Descrizione
Il titolo IV della legge regionale 5 dicembre 2008-n. 31 (Testo unico delle leggi regionali in materia di agricoltura, foreste, pesca e sviluppo rurale), che deriva dalla l.r. 27/2004 (Tutela e valorizzazione delle superfici, dell’ambiente, del paesaggio e dell’economia forestali), intende affrontare i temi della gestione del patrimonio forestale lombardo, uno dei più estesi del nostro Paese, nell'ottica dei principi assunti a livello mondiale e comunitario nei riguardi della biodiversità e dello sviluppo sostenibile, nonché della necessità di garantire un equilibrato sviluppo delle attività economiche che coinvolgono direttamente o indirettamente questo settore.
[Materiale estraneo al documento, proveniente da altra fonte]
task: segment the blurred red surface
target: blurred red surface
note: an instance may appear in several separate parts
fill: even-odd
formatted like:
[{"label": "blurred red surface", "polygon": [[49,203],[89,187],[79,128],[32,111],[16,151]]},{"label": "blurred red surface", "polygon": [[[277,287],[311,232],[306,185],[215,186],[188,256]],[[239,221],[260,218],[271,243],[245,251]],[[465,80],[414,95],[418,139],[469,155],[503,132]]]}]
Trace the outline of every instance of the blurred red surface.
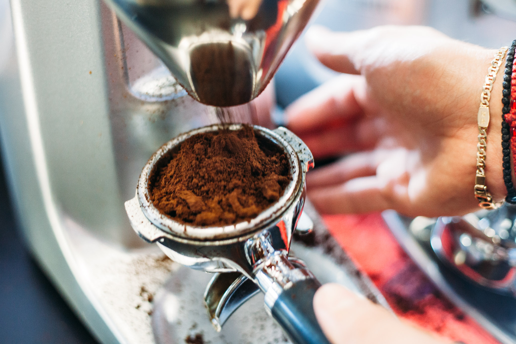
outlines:
[{"label": "blurred red surface", "polygon": [[325,215],[332,235],[398,316],[466,344],[497,344],[433,286],[398,244],[379,214]]}]

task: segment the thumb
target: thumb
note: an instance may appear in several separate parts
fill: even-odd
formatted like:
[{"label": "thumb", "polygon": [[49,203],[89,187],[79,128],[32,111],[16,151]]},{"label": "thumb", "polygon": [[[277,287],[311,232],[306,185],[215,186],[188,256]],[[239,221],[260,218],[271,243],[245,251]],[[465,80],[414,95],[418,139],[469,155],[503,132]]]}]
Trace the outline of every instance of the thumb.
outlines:
[{"label": "thumb", "polygon": [[368,30],[352,32],[334,32],[320,25],[312,25],[305,41],[321,62],[334,71],[360,74],[363,59],[367,56],[373,35]]},{"label": "thumb", "polygon": [[314,297],[314,310],[333,344],[445,344],[402,322],[380,306],[344,287],[326,284]]}]

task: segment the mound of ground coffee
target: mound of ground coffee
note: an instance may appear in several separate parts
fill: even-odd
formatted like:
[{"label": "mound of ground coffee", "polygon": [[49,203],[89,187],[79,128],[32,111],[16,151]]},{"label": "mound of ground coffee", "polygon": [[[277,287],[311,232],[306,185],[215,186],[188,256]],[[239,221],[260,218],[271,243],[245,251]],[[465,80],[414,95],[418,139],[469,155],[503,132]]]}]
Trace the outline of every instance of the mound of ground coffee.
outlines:
[{"label": "mound of ground coffee", "polygon": [[155,207],[197,226],[255,217],[283,195],[292,179],[286,154],[245,126],[198,134],[158,167],[149,189]]}]

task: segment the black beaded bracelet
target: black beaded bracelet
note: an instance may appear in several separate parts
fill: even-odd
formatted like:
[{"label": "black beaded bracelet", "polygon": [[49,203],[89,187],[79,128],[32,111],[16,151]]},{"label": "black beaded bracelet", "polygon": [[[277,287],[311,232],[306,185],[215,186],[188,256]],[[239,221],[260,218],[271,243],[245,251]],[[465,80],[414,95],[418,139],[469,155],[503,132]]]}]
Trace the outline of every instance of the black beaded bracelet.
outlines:
[{"label": "black beaded bracelet", "polygon": [[504,183],[507,189],[507,196],[505,201],[511,204],[516,204],[516,190],[512,184],[512,171],[511,170],[511,150],[510,127],[505,121],[505,115],[510,111],[511,100],[511,78],[512,75],[512,63],[514,58],[514,50],[516,49],[516,40],[512,41],[505,62],[505,70],[504,74],[504,82],[502,83],[504,89],[502,91],[502,166],[504,168]]}]

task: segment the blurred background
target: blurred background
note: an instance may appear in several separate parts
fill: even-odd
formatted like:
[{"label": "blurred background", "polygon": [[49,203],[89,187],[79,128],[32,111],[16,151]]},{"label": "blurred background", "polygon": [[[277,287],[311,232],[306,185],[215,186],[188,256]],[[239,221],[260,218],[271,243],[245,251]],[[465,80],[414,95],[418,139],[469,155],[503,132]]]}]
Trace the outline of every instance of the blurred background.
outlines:
[{"label": "blurred background", "polygon": [[[427,25],[456,39],[497,48],[516,39],[516,0],[327,0],[313,22],[336,30]],[[20,92],[6,87],[13,84],[6,79],[17,77],[16,59],[9,2],[0,0],[1,116],[23,116],[6,113],[11,95]],[[284,108],[334,75],[308,52],[301,37],[276,77],[278,106]],[[3,171],[0,166],[0,343],[96,342],[26,248]]]}]

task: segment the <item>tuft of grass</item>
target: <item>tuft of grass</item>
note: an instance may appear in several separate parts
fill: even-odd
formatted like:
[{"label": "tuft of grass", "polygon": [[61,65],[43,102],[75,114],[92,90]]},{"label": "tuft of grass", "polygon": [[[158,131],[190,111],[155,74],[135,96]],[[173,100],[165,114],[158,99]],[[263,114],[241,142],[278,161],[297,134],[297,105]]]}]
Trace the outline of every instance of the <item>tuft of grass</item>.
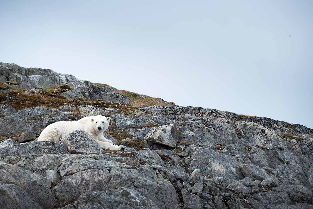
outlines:
[{"label": "tuft of grass", "polygon": [[121,140],[127,138],[132,138],[133,136],[127,133],[126,131],[121,131],[120,130],[113,130],[106,131],[105,133],[107,133],[112,135],[115,138]]},{"label": "tuft of grass", "polygon": [[151,97],[143,94],[140,95],[125,90],[115,91],[122,93],[131,102],[132,104],[137,108],[154,105],[174,106],[172,103],[165,102],[160,98]]},{"label": "tuft of grass", "polygon": [[5,82],[0,82],[0,89],[6,89],[9,88],[9,85]]},{"label": "tuft of grass", "polygon": [[72,90],[72,87],[67,84],[62,84],[59,86],[52,86],[46,87],[38,87],[37,89],[42,89],[53,94],[57,93],[60,94]]},{"label": "tuft of grass", "polygon": [[304,138],[302,137],[300,137],[298,136],[293,136],[291,134],[289,134],[288,133],[282,133],[281,132],[276,132],[276,133],[278,135],[280,136],[281,137],[283,138],[291,138],[294,139],[295,139],[296,140],[298,140],[299,141],[302,141],[302,140],[304,140],[305,139]]},{"label": "tuft of grass", "polygon": [[7,83],[9,83],[10,84],[13,84],[13,85],[18,85],[18,83],[17,82],[16,82],[14,81],[6,81],[5,82],[7,82]]},{"label": "tuft of grass", "polygon": [[96,85],[97,86],[105,86],[106,87],[112,87],[110,86],[109,86],[107,84],[106,84],[105,83],[92,83],[93,84]]},{"label": "tuft of grass", "polygon": [[237,116],[244,117],[244,118],[257,118],[258,117],[258,116],[255,116],[255,115],[239,115],[238,114],[236,114],[236,115]]}]

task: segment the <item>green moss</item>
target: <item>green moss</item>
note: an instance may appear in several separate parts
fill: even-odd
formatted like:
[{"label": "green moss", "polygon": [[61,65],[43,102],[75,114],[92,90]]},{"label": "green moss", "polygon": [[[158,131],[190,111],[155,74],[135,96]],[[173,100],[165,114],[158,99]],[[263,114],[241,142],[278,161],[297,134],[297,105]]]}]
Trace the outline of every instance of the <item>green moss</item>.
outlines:
[{"label": "green moss", "polygon": [[6,82],[7,83],[9,83],[10,84],[13,84],[14,85],[18,85],[18,83],[17,82],[16,82],[15,81],[6,81],[5,82]]}]

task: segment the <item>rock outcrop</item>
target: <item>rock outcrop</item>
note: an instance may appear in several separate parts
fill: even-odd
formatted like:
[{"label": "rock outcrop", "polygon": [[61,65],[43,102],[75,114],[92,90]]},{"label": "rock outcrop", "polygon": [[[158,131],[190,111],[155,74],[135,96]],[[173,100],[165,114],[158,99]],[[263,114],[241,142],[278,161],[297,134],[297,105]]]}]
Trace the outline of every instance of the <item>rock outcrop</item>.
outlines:
[{"label": "rock outcrop", "polygon": [[[0,208],[313,207],[311,129],[198,107],[135,108],[115,88],[49,69],[0,63],[0,80],[14,84],[0,90]],[[105,137],[126,148],[102,151],[81,130],[60,144],[35,140],[51,123],[99,114],[111,118]]]}]

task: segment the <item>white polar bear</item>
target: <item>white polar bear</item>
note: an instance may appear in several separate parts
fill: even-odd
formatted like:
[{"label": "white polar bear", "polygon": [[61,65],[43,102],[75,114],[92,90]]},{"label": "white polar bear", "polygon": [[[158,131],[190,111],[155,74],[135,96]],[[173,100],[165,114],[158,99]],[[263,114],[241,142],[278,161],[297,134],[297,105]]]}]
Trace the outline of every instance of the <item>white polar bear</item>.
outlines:
[{"label": "white polar bear", "polygon": [[60,132],[61,136],[64,136],[73,131],[81,129],[90,134],[102,149],[120,150],[122,146],[114,145],[112,141],[107,139],[103,136],[103,132],[108,128],[110,120],[110,117],[97,115],[85,117],[76,121],[56,122],[44,129],[38,140],[58,142],[60,138]]}]

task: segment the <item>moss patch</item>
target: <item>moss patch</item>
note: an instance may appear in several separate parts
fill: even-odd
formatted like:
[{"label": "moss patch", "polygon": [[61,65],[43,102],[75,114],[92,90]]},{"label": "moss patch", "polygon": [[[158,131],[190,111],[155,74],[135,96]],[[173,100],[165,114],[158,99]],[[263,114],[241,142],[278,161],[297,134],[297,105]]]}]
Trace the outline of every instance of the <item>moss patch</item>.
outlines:
[{"label": "moss patch", "polygon": [[160,98],[151,97],[143,94],[140,95],[125,90],[115,91],[122,93],[126,97],[129,99],[132,105],[136,107],[137,108],[154,105],[174,106],[172,104],[165,102]]},{"label": "moss patch", "polygon": [[296,140],[298,140],[299,141],[302,141],[302,140],[304,140],[305,139],[305,138],[303,138],[302,137],[300,137],[298,136],[293,136],[292,135],[289,134],[288,133],[282,133],[281,132],[277,132],[276,133],[279,136],[280,136],[281,137],[283,138],[291,138],[294,139],[295,139]]},{"label": "moss patch", "polygon": [[9,85],[5,82],[0,82],[0,89],[6,89],[9,87]]}]

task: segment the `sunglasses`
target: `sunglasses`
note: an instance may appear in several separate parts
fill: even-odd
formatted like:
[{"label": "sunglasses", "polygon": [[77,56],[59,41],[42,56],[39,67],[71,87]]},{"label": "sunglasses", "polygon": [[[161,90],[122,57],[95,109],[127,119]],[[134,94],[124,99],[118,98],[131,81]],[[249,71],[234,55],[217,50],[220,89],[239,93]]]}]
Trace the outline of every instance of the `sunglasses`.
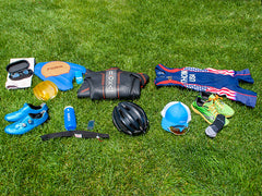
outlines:
[{"label": "sunglasses", "polygon": [[189,127],[183,125],[169,126],[168,128],[175,135],[183,135],[189,131]]}]

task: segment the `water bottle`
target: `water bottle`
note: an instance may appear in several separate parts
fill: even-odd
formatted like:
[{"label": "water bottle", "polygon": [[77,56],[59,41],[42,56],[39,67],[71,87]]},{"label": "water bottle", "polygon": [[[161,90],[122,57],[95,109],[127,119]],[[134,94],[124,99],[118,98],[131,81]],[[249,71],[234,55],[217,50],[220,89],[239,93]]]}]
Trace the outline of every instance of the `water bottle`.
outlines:
[{"label": "water bottle", "polygon": [[63,110],[64,127],[67,131],[74,131],[76,128],[76,120],[74,114],[74,109],[68,106]]}]

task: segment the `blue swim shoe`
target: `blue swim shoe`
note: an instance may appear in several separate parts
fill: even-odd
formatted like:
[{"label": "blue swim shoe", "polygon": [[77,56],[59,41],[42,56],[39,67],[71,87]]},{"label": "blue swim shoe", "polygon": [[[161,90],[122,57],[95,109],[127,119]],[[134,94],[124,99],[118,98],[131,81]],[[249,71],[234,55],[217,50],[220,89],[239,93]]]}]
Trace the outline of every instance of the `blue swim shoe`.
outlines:
[{"label": "blue swim shoe", "polygon": [[43,110],[40,113],[28,113],[24,119],[8,125],[4,132],[12,135],[21,135],[43,124],[47,119],[47,110]]},{"label": "blue swim shoe", "polygon": [[5,121],[16,122],[21,119],[24,119],[28,113],[40,113],[44,110],[48,110],[47,105],[44,102],[40,106],[33,106],[31,103],[24,103],[24,107],[21,108],[19,111],[8,113],[4,117]]}]

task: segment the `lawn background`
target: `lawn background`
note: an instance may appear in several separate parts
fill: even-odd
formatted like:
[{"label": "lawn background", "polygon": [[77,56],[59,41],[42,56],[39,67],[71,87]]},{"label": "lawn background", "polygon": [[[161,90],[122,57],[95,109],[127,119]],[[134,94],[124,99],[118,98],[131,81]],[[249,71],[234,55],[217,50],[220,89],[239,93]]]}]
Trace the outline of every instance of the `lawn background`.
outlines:
[{"label": "lawn background", "polygon": [[[261,195],[262,5],[259,0],[0,0],[0,193],[2,195]],[[93,71],[118,66],[150,75],[134,100],[146,112],[147,134],[117,131],[111,111],[119,100],[78,99],[80,87],[47,101],[50,120],[22,135],[4,133],[7,113],[24,102],[40,105],[33,87],[7,90],[12,58],[67,61]],[[254,109],[224,98],[236,114],[216,138],[192,112],[190,132],[160,127],[169,101],[190,106],[198,93],[156,88],[154,68],[249,69],[258,93]],[[63,108],[75,109],[78,130],[95,120],[94,132],[110,139],[40,135],[64,131]]]}]

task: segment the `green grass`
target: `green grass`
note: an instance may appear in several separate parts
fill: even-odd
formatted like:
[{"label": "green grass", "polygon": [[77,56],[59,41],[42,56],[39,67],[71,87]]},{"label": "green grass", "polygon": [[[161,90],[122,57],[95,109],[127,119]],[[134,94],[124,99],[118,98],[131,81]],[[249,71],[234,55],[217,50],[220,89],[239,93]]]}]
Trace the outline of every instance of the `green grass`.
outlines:
[{"label": "green grass", "polygon": [[[259,0],[27,0],[0,1],[0,193],[2,195],[261,195],[262,5]],[[7,113],[24,102],[40,105],[33,87],[7,90],[11,58],[68,61],[93,71],[119,66],[151,81],[134,100],[151,128],[130,137],[117,131],[111,112],[119,100],[78,99],[79,85],[47,101],[50,120],[22,135],[4,133]],[[215,139],[192,112],[190,132],[168,134],[160,111],[179,100],[190,106],[196,91],[156,88],[154,68],[249,69],[254,109],[224,99],[236,114]],[[73,106],[78,130],[95,120],[94,132],[110,139],[40,135],[64,131],[63,108]]]}]

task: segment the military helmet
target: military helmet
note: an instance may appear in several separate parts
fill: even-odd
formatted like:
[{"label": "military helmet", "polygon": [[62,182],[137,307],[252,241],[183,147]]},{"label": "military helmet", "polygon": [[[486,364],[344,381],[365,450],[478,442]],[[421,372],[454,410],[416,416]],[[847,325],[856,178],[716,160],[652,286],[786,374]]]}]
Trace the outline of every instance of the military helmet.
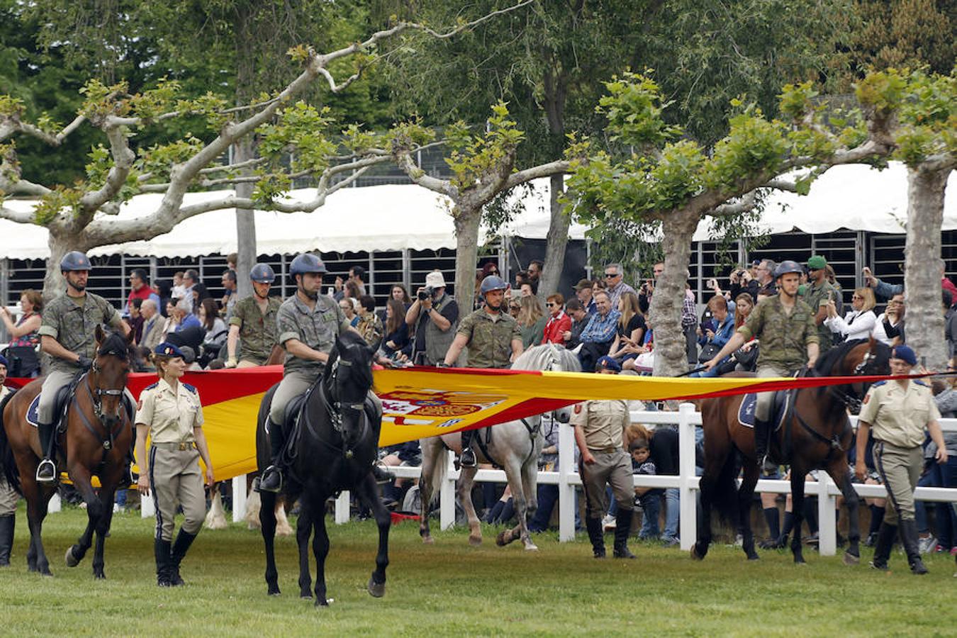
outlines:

In particolare, il titolo intende fronteggiare il problema dell’abbandono delle superfici forestali, soprattutto di quelle in aree montane, da parte di qualsiasi attività di gestione e di manutenzione, che sta causando un rapido degrado delle condizioni di stabilità e di rinnovazione di questi soprassuoli, nonché un serio aumento dei rischi connessi ad attacchi parassitari, eventi atmosferici eccezionali ed agli incendi boschivi.
Il titolo IV, pertanto, pone al centro della sua attenzione la necessità di favorire con tutti gli strumenti opportuni la ripresa delle attività di manutenzione e gestione, favorendo ovunque possibile il sistematico coinvolgimento dei proprietari, pubblici e privati, delle aziende agricole (calate di oltre il 50% negli ultimi dieci anni in Lombardia e di oltre il 60% nell'area montana), anche attraverso la promozione di forme associative e consorziali.
Il titolo IV si pone un esplicito obbiettivo di semplificazione e razionalizzazione amministrativa delle attività selvicolturali, cioè delle attività legate alla gestione ordinaria del bosco, allo scopo di favorirne l’applicazione, ed indica la sussidiarietà come strumento indispensabile a promuovere l’autogoverno del territorio silvo pastorale da parte delle comunità locali.
In Lombardia, infatti, la filiera bosco legno soffre di una crisi significativa. Soprattutto in montagna e nei boschi d’alto fusto, i tagli colturali per produrre legname sono sempre più spesso “a macchiatico negativo”, ossia il costo per eseguire l’intervento non copre il valore del legname ricavato. Viceversa le filiere legate all’utilizzo della legna da ardere, che si ricava dai boschi cedui.